Он был выше Кати и много мощнее в плечах. Уважение человека сильного к еще более сильному сразу вошло в Мальцева. Так бывало раньше, и ни разу ему не приходилось разочаровываться. Взаимное уважение бывает лучше дружбы, уважение не требует доверия. Грубое лицо Клода обладало злым выражением, и одно плечо изредка подергивалось. Они быстро нашли общую тему — море.

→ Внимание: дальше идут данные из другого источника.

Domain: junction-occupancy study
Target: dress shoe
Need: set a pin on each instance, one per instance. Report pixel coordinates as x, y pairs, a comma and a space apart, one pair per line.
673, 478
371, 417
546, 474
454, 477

— Мать рассказала, как ты добрался до суши. Понимаю. Иногда ведь встречаю ваши суда. На берег советские сходят редко. Я знаю, нет у вас там свободы. Плохо там жить. У тебя там никогда не было своего судна?
Мальцев покачал головой:
— Нет. Запрещено. Частная собственность на средства производства запрещена. Идеология говорит, что с ней человек эксплуатирует человека.
— А без нее?
— Государство эксплуатирует человека. Но это я говорю, не идеология.
Клод поморщился:
— Какая там эксплуатация! Я вкапываю с утра до вечера. И это мое судно. Что мое — мое. Горбом заработал — несколько лет выплачивал долги. Конечно, и у нас во Франции сволочей полно, акул сухопутных, но мы свободны. Куда хочу — туда хожу, за кого хочу — за того и голосую, если вообще хочется голосовать. Трудно было, не скрою, но теперь — корабль мой. «Русский» — так я его назвал, потому как меня самого так кличут. Нет, не чувствую себя русским и не говорю по-русски, просто из-за матери меня так зовут. Мне не жалко. Я просто хотел тебе сказать, что понимаю, почему ты сбежал оттуда.
«Что мое — мое. Хорошо сказано. Только сколько людей так думало, пока им головы не поскрутили».
— Слушай, Клод. Я бы хотел вспомнить, что такое море, вернее океан. Ты сможешь меня взять с собой?
Тот подергал плечом:
— Конечно, только работаю один — платить не смогу. Каждый день выхожу в семь утра. Без выходных. Сможешь меня найти в порту напротив булочной. Ладно, потопаю, а то мать уже сердито смотрит. Так, значит, когда захочешь.